Segundo denúncia, comparsa foi mantida em viatura e agredida para pressionar criminoso a pagar propina

Ricardo Brandt,

20 Julho 2013 | 20h26

Para pressionar o traficante Agnaldo Aparecido da Silva Simão, o Codorna, a pagar R$ 300 mil, os policiais torturam com choques e agrediram com socos uma suposta comparsa, que acabou presa em 18 de março, em um flagrante supostamente forjado, segundo o relatório do Ministério Público.

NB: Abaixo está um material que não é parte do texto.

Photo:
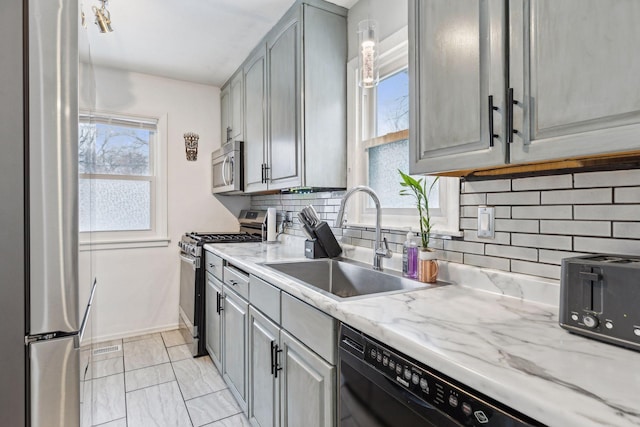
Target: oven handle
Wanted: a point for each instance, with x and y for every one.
(192, 261)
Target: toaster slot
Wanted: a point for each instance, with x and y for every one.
(592, 289)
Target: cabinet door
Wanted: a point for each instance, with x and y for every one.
(283, 76)
(235, 325)
(308, 386)
(254, 128)
(237, 106)
(264, 388)
(574, 70)
(225, 115)
(456, 60)
(213, 320)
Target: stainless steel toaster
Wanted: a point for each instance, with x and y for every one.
(600, 298)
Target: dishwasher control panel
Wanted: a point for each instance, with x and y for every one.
(434, 391)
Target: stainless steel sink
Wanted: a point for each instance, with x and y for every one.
(345, 279)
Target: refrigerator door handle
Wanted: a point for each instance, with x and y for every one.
(87, 312)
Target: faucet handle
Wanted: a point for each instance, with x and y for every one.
(384, 249)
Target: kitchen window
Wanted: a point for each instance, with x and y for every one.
(378, 127)
(122, 181)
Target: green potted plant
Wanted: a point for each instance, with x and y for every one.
(417, 188)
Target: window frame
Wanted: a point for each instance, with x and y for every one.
(157, 235)
(393, 57)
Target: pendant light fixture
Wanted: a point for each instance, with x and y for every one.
(369, 51)
(103, 17)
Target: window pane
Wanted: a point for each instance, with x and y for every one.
(393, 103)
(114, 150)
(114, 205)
(384, 162)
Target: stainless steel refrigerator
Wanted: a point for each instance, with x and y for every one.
(40, 318)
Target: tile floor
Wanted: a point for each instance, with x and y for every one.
(154, 382)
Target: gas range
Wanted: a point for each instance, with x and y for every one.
(251, 230)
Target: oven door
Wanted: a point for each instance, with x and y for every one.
(188, 277)
(369, 399)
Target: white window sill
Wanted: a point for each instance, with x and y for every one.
(103, 245)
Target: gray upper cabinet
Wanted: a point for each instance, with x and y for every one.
(569, 73)
(456, 64)
(255, 133)
(232, 109)
(284, 104)
(295, 101)
(574, 73)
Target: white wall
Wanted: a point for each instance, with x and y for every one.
(391, 16)
(138, 288)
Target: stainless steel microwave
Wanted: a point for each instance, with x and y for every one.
(226, 169)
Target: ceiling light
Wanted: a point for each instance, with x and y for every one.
(103, 18)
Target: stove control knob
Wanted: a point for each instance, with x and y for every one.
(415, 379)
(407, 374)
(590, 321)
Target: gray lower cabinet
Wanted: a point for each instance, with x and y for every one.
(308, 386)
(264, 386)
(235, 326)
(289, 383)
(567, 89)
(213, 320)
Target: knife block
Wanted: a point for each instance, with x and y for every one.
(313, 250)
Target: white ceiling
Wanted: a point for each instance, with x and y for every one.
(201, 41)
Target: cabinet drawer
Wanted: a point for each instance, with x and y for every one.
(265, 297)
(316, 330)
(237, 280)
(213, 264)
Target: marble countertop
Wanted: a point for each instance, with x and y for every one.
(507, 347)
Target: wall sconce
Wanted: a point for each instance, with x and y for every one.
(103, 17)
(191, 145)
(368, 58)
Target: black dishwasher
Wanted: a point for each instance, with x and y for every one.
(381, 387)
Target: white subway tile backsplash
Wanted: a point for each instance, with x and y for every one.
(473, 199)
(626, 230)
(541, 241)
(517, 225)
(555, 257)
(542, 183)
(539, 220)
(514, 198)
(607, 212)
(512, 252)
(498, 238)
(623, 178)
(492, 186)
(627, 195)
(487, 261)
(466, 247)
(576, 228)
(612, 246)
(577, 197)
(542, 212)
(535, 269)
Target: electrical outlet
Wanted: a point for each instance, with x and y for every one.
(486, 221)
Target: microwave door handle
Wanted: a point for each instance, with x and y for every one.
(224, 168)
(230, 170)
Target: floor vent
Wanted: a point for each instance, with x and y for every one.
(106, 350)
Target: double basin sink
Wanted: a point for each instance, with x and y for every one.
(345, 279)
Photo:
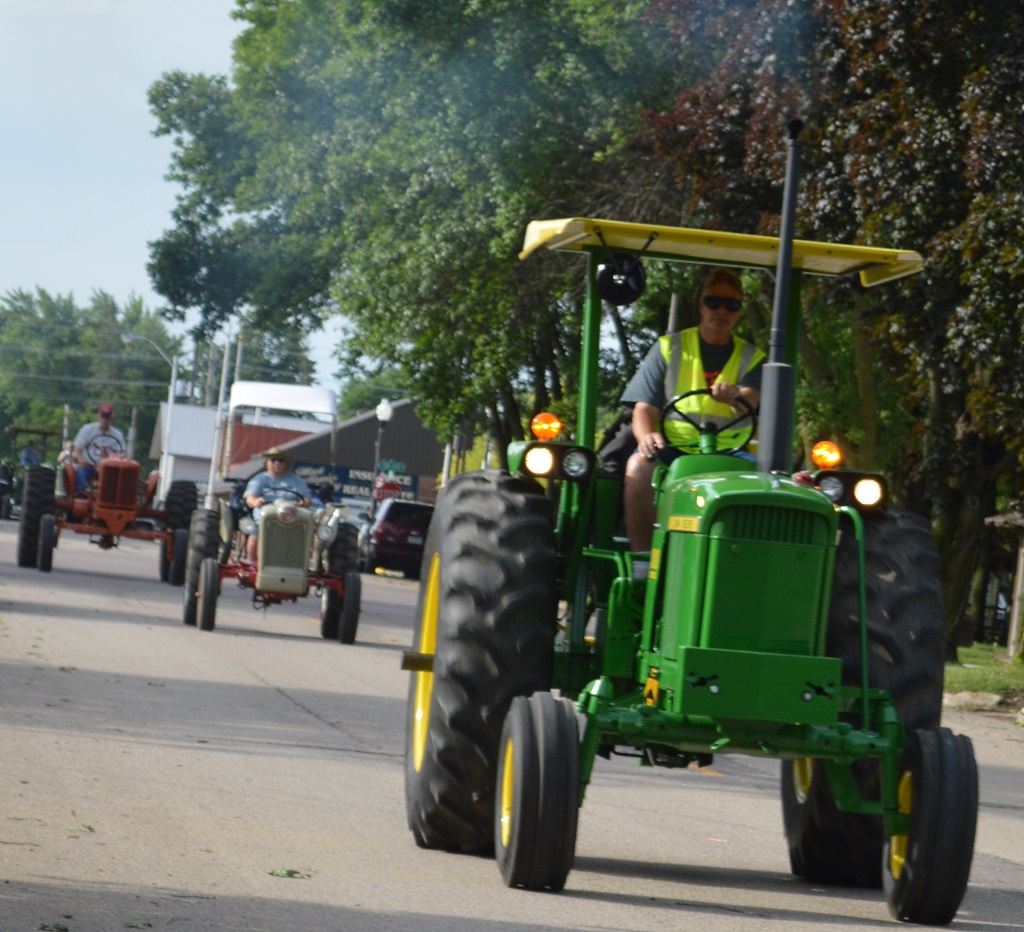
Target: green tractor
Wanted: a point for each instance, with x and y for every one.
(779, 613)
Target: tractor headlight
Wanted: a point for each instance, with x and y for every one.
(539, 461)
(551, 461)
(848, 486)
(867, 492)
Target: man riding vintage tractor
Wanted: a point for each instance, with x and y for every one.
(115, 505)
(778, 613)
(299, 550)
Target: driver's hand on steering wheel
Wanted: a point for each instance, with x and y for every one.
(650, 445)
(725, 392)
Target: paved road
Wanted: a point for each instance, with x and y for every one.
(154, 776)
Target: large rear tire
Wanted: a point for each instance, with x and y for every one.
(37, 500)
(486, 615)
(182, 500)
(47, 541)
(204, 542)
(905, 657)
(350, 607)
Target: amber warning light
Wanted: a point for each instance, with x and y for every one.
(546, 426)
(825, 455)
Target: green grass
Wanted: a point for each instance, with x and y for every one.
(986, 668)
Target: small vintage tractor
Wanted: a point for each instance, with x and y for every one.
(299, 550)
(779, 613)
(116, 505)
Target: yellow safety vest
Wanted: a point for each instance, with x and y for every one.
(684, 372)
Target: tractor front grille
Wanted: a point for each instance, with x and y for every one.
(285, 545)
(779, 525)
(118, 484)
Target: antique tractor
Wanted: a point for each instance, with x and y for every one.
(779, 613)
(299, 550)
(116, 505)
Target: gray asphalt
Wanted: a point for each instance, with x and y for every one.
(251, 778)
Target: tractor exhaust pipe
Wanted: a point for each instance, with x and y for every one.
(778, 379)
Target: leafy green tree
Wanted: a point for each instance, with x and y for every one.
(910, 108)
(382, 160)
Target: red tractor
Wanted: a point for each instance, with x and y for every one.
(117, 504)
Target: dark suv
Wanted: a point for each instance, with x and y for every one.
(393, 538)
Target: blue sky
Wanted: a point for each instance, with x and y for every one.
(81, 173)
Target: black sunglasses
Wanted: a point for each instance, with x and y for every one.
(714, 302)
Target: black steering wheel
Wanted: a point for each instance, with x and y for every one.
(708, 433)
(102, 445)
(282, 492)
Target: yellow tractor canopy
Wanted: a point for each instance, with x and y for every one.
(873, 264)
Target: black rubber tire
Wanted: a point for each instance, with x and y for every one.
(330, 613)
(163, 561)
(906, 657)
(209, 589)
(486, 611)
(204, 542)
(37, 500)
(925, 873)
(179, 558)
(538, 804)
(182, 500)
(350, 608)
(47, 541)
(342, 559)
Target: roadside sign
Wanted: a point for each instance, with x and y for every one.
(387, 491)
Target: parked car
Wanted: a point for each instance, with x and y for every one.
(393, 539)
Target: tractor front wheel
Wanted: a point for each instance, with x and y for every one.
(925, 872)
(538, 805)
(209, 589)
(485, 619)
(179, 556)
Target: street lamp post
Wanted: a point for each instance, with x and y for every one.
(384, 413)
(165, 442)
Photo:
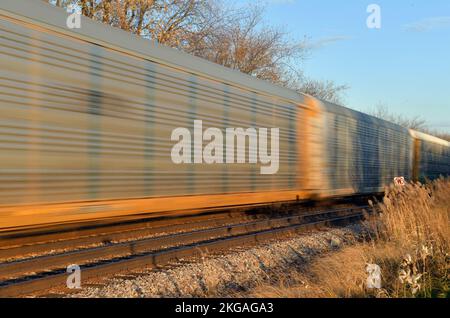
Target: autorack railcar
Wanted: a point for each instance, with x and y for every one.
(87, 116)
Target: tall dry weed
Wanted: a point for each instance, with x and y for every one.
(409, 239)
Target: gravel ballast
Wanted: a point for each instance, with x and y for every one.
(226, 275)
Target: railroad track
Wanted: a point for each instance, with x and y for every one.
(31, 264)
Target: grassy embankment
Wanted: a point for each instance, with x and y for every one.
(409, 241)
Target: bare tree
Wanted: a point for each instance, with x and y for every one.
(382, 111)
(327, 90)
(235, 37)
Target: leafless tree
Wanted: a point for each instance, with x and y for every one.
(235, 37)
(382, 111)
(325, 90)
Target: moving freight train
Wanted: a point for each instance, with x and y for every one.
(98, 123)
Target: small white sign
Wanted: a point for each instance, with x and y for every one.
(374, 278)
(400, 181)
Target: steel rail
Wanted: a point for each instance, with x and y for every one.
(160, 257)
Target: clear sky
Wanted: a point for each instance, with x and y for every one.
(405, 64)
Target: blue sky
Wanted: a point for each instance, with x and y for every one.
(404, 65)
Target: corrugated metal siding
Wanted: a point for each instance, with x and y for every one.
(364, 153)
(83, 122)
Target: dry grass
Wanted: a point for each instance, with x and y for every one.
(409, 240)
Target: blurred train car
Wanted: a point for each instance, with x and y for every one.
(432, 157)
(363, 153)
(87, 116)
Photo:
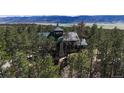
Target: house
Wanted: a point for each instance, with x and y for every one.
(67, 42)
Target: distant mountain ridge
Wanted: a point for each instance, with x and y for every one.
(63, 19)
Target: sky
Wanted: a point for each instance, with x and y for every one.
(61, 7)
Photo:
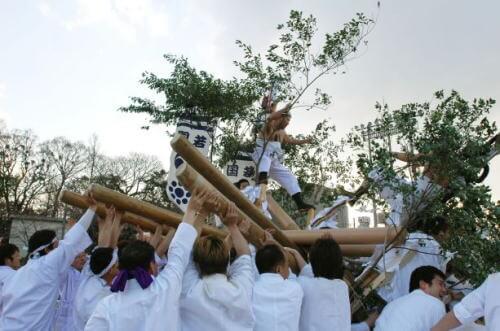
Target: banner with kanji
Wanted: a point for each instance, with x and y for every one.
(243, 167)
(199, 134)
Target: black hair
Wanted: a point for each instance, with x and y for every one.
(241, 181)
(268, 258)
(137, 253)
(40, 238)
(7, 251)
(326, 259)
(425, 273)
(100, 259)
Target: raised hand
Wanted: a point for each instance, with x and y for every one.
(92, 203)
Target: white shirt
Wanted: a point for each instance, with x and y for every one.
(276, 303)
(154, 308)
(218, 302)
(6, 273)
(484, 301)
(326, 303)
(419, 250)
(30, 297)
(67, 292)
(91, 290)
(416, 311)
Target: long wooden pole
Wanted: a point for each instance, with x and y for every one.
(191, 180)
(206, 169)
(280, 217)
(145, 209)
(79, 201)
(344, 236)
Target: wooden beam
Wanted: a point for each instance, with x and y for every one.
(206, 169)
(79, 201)
(280, 217)
(145, 209)
(255, 235)
(357, 236)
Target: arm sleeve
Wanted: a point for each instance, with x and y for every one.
(472, 306)
(98, 320)
(178, 257)
(75, 241)
(241, 273)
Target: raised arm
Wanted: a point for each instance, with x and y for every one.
(183, 240)
(287, 139)
(231, 219)
(75, 241)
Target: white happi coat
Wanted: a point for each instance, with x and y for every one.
(484, 301)
(30, 297)
(271, 162)
(218, 302)
(416, 311)
(276, 303)
(326, 303)
(6, 273)
(91, 290)
(67, 293)
(155, 308)
(418, 250)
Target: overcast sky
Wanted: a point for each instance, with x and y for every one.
(66, 66)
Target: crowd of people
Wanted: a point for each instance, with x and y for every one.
(179, 280)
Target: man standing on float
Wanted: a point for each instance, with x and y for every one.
(268, 154)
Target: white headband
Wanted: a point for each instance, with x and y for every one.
(36, 253)
(114, 259)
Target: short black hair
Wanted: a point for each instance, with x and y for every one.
(7, 251)
(269, 257)
(137, 253)
(100, 259)
(40, 238)
(424, 273)
(241, 181)
(326, 259)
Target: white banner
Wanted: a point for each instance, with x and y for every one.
(199, 134)
(242, 168)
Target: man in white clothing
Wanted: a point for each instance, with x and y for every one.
(31, 295)
(422, 308)
(484, 301)
(67, 293)
(276, 299)
(10, 261)
(325, 305)
(141, 302)
(216, 297)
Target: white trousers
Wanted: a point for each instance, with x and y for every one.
(278, 172)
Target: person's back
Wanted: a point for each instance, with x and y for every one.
(276, 299)
(483, 301)
(140, 302)
(97, 276)
(326, 296)
(215, 297)
(30, 297)
(219, 301)
(419, 310)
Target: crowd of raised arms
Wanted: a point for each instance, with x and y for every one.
(177, 279)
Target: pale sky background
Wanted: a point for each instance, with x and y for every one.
(66, 66)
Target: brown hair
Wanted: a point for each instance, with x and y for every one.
(211, 255)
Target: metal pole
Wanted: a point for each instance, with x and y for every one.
(370, 159)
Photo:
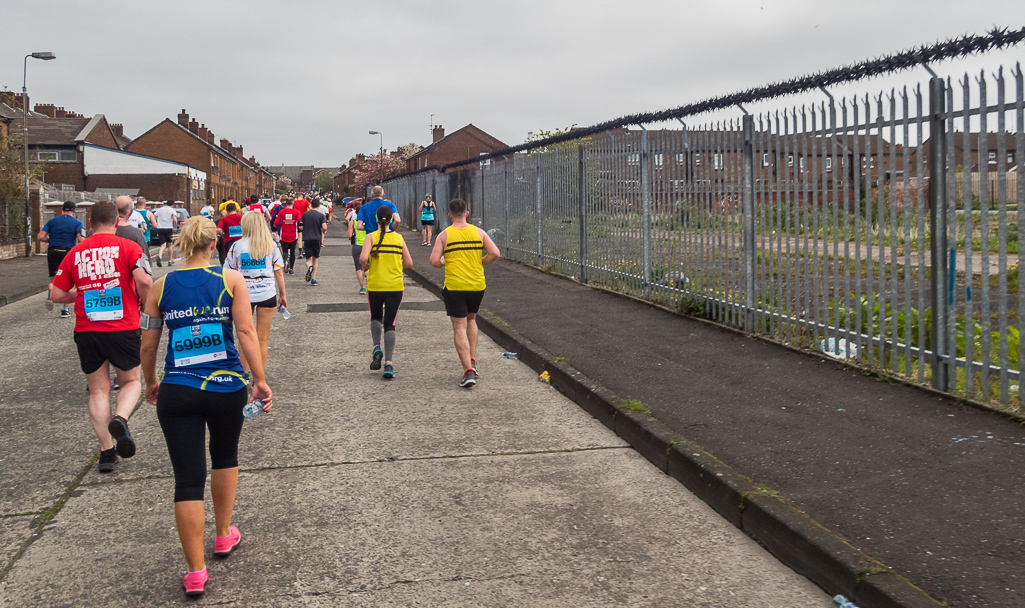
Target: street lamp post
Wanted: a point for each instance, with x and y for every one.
(45, 55)
(380, 159)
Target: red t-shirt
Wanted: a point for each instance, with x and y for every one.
(231, 227)
(100, 268)
(288, 219)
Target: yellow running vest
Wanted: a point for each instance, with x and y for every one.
(385, 270)
(463, 250)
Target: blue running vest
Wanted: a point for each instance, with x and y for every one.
(197, 310)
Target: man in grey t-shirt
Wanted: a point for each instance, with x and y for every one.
(167, 220)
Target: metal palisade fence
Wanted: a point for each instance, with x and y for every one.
(878, 230)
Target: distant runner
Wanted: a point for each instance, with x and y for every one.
(314, 227)
(356, 238)
(167, 220)
(384, 254)
(427, 209)
(60, 233)
(461, 245)
(106, 278)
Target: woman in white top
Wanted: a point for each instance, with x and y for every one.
(259, 260)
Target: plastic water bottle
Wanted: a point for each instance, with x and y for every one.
(253, 408)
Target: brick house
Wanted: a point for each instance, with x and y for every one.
(230, 175)
(466, 143)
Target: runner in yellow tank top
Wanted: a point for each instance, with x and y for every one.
(383, 256)
(459, 249)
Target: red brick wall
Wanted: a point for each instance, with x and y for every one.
(168, 142)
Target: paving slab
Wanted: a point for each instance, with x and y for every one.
(925, 485)
(366, 492)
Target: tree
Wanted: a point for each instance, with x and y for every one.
(369, 172)
(11, 190)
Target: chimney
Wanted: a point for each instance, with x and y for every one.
(46, 109)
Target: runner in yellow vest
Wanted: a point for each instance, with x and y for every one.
(459, 249)
(384, 254)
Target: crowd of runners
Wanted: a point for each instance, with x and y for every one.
(218, 320)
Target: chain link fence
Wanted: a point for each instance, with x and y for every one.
(878, 230)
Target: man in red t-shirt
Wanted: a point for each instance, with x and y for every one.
(230, 230)
(287, 221)
(106, 277)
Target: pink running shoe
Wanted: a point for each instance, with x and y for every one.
(195, 581)
(223, 545)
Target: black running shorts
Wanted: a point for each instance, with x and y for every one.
(459, 304)
(120, 348)
(311, 248)
(271, 302)
(54, 255)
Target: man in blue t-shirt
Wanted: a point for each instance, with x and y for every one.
(368, 212)
(60, 233)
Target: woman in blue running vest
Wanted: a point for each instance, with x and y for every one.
(427, 218)
(203, 387)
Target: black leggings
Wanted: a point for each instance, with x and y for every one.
(384, 307)
(288, 252)
(185, 413)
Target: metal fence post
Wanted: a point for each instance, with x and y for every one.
(582, 200)
(505, 187)
(646, 206)
(938, 230)
(748, 210)
(540, 226)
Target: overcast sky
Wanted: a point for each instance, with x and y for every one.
(303, 81)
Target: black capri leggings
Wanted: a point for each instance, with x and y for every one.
(185, 413)
(384, 307)
(288, 252)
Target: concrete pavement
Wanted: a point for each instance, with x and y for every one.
(360, 491)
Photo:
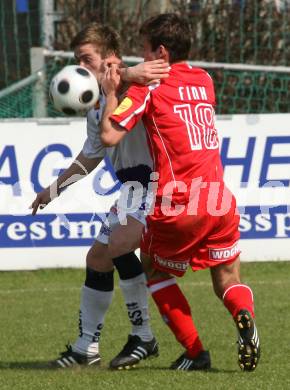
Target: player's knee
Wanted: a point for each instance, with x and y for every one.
(119, 246)
(98, 260)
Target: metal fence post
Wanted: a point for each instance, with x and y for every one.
(37, 65)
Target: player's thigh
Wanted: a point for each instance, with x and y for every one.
(150, 271)
(98, 257)
(224, 275)
(125, 238)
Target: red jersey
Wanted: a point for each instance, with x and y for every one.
(178, 114)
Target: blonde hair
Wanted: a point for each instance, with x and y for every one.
(105, 39)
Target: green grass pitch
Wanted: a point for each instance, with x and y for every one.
(38, 316)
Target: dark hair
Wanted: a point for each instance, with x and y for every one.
(171, 31)
(105, 39)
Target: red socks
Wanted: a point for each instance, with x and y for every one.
(238, 297)
(176, 313)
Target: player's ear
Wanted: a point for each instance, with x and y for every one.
(163, 53)
(112, 59)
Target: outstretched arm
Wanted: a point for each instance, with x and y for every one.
(145, 72)
(111, 132)
(80, 168)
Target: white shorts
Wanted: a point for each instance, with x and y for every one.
(117, 216)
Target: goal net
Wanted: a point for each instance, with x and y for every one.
(240, 88)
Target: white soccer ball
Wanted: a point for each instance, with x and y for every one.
(74, 90)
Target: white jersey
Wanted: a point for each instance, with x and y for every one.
(130, 158)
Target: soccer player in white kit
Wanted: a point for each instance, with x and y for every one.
(96, 47)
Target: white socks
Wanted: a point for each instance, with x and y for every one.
(94, 305)
(136, 298)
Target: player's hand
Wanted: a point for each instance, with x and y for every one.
(42, 199)
(111, 80)
(147, 72)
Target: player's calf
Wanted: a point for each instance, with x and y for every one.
(248, 341)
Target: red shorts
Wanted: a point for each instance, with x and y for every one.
(175, 243)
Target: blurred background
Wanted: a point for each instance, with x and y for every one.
(245, 45)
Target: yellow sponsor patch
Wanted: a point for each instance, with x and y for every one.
(124, 106)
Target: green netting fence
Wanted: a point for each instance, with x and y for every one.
(239, 89)
(227, 31)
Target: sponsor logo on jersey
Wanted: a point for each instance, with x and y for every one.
(124, 106)
(222, 254)
(172, 264)
(105, 230)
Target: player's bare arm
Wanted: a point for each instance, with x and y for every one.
(111, 132)
(80, 168)
(146, 72)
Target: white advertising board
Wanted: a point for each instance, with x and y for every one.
(255, 151)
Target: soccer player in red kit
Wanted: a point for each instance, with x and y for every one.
(193, 221)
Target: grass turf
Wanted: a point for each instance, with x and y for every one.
(38, 315)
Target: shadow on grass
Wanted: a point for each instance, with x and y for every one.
(27, 366)
(49, 366)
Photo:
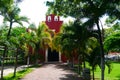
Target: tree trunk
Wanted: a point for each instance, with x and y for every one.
(93, 73)
(79, 63)
(16, 60)
(102, 51)
(84, 61)
(28, 59)
(2, 62)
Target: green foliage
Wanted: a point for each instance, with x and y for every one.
(111, 43)
(19, 74)
(114, 74)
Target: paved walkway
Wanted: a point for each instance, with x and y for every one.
(10, 69)
(52, 72)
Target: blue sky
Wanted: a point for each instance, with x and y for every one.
(34, 9)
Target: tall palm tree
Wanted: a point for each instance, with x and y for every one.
(11, 15)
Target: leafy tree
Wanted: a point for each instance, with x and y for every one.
(93, 10)
(111, 42)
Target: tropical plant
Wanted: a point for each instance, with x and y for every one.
(91, 10)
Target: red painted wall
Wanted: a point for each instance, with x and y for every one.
(53, 22)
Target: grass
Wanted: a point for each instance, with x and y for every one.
(20, 74)
(114, 75)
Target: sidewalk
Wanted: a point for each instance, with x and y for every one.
(10, 69)
(54, 71)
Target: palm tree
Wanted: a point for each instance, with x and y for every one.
(11, 15)
(91, 10)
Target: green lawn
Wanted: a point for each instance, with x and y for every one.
(19, 74)
(114, 75)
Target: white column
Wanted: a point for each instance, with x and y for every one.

Janaína de Souza Ribeiro e Monik Maria de Souza estavam na frente de uma escola conversando com o traficante Lucas Escotão, aliado de Codorna, quando foram abordadas pelos policiais. O traficante fugiu. Os investigadores teriam entrado no carro e rodado com elas atrás de Escotão.

"O policial Silvio (Cesar de Carvalho Videira) começou a bater em mim. Fiquei no banquinho de trás da Saveiro. O policial Leonel (Rodrigues Santos) ficou sentado no banco de passageiros e ficou dando tapas na minha cara. Ele também deu socos na minha cara. Nesse momento, o policial Silvio trouxe uma bolsa, de onde tirou uma máquina. Ele ligou essa máquina em uma tomada do carro e aumento o volume do som do veículo", disse Janaína, em depoimento. Foi quando teria começado a sessão de tortura, primeiro com choques nos dedos, depois na vagina. "Eu vi que eles colocaram a máquina no nível seis. Foi muito sofrimento. Eles ficaram horas lá nos torturando."

Em depoimento, Escotão relatou aos promotores que estava escondido e presenciou a tortura. "Populares tentaram chegar perto para auxiliar as meninas, que gritavam. Porém, aqueles indivíduos davam tiro para o alto e afastavam a população", disse.